While covering this story’s development, and finding out how it will affect Selma and its residents, I spoke with many different types of sources; Selma city officials, stakeholders, Alabama senators and members of Congress, as well as the Corps of Engineers.

Candace Johnson, director of the city of Selma’s tourism department, said she is unsure of how this change will affect Selma’s tourism, but emphasized the city’s huge stake in the river.

“We certainly do not want any setbacks.” Johnson said. “The river offers a great economic impact for tourism that we need to tap into, and not be taking steps back.”

For many, the Corps’ plan seems to be a huge step back and I’ve been hearing them vent their concerns and complaints over the locks all week.

Wednesday night however, stakeholders were finally granted the audience they had been desperately vying for since they were made aware of the changes that will take place on their river.

Stakeholders had the opportunity to voice their opinions directly to the Corps Wednesday in Monroeville. The meeting was open to the public, and heading into it I was not sure what to expect.

The online petition started by Jim Felder of the Alabama Scenic River Trail, to push back against closing Alabama River locks to recreational traffic has more than 1,200 supporters. This issue is obviously important to both residents and communities along the river, and this meeting with the Corps could have had hundreds of residents present to express their concerns.

The meeting in Monroeville was their one opportunity to speak directly to the Corps, their one chance to influence the Corps’ thinking and make a difference for themselves and these river communities. It was the time to speak up.

The meeting that served as a listening session for the Corps, was the time for issues to be raised that the Corps will take into consideration when they re-draft their final initiative plan for the river.

Think of what an impact it would have made if those hundreds who felt strongly enough to sign the petition, actually came out and did something about it. What kind of message would that have sent to the Corps? That would be a message in itself that they could not ignore.

Instead, there were 50 stakeholders in attendance. A number, who meeting organizer Jerry Sailors, president of the Coosa-Alabama River Improvement Association, said he was pleased with.

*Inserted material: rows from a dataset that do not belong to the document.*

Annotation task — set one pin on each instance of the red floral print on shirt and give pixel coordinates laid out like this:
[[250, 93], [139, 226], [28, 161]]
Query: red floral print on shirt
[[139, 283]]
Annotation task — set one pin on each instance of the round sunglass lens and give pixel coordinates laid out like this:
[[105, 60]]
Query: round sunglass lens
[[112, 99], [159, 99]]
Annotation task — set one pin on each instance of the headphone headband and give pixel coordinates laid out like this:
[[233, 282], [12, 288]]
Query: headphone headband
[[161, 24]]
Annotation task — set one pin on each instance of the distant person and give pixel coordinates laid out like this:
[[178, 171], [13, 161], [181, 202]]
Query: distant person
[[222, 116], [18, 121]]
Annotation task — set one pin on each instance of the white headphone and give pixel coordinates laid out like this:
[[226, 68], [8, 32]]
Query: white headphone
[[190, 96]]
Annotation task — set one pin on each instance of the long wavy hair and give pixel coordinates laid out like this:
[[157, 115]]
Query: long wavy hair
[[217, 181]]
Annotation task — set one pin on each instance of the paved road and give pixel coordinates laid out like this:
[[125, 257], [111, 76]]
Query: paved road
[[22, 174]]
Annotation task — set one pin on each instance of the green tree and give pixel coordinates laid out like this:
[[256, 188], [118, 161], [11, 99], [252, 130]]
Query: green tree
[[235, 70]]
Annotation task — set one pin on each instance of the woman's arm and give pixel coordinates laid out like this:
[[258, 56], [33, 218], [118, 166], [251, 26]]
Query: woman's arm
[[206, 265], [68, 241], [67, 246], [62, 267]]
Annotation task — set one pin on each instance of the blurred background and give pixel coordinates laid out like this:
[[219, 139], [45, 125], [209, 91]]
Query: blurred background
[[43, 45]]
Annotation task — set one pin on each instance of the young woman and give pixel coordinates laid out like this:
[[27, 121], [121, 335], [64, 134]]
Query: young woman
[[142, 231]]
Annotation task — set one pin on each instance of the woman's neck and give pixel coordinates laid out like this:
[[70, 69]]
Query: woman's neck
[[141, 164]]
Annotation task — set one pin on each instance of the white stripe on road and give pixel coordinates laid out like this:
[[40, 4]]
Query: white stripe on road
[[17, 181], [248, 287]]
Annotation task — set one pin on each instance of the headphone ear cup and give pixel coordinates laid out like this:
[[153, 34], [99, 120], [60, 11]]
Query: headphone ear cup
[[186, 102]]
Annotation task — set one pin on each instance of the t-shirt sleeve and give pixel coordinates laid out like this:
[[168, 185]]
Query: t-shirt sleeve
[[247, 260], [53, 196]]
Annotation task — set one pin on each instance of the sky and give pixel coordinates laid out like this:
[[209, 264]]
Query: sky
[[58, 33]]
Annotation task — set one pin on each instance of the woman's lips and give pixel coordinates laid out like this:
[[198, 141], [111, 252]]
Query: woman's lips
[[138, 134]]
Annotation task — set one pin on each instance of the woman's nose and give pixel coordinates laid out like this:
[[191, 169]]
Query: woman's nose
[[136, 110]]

He may have been pleased, but as I made my way through the crowd, hearing stories from the stakeholders, I introduced myself as, “Katie Wood from The Selma Times-Journal.” The initial reaction I got from them was, “Where are the people from Selma?”

I asked myself the same question.

After the meeting it was obvious that change is going to happen one way or another, and that change will affect residents in Selma who travel recreationally through the locks.

This was your chance to speak up. So let me ask you again, where were you Selma?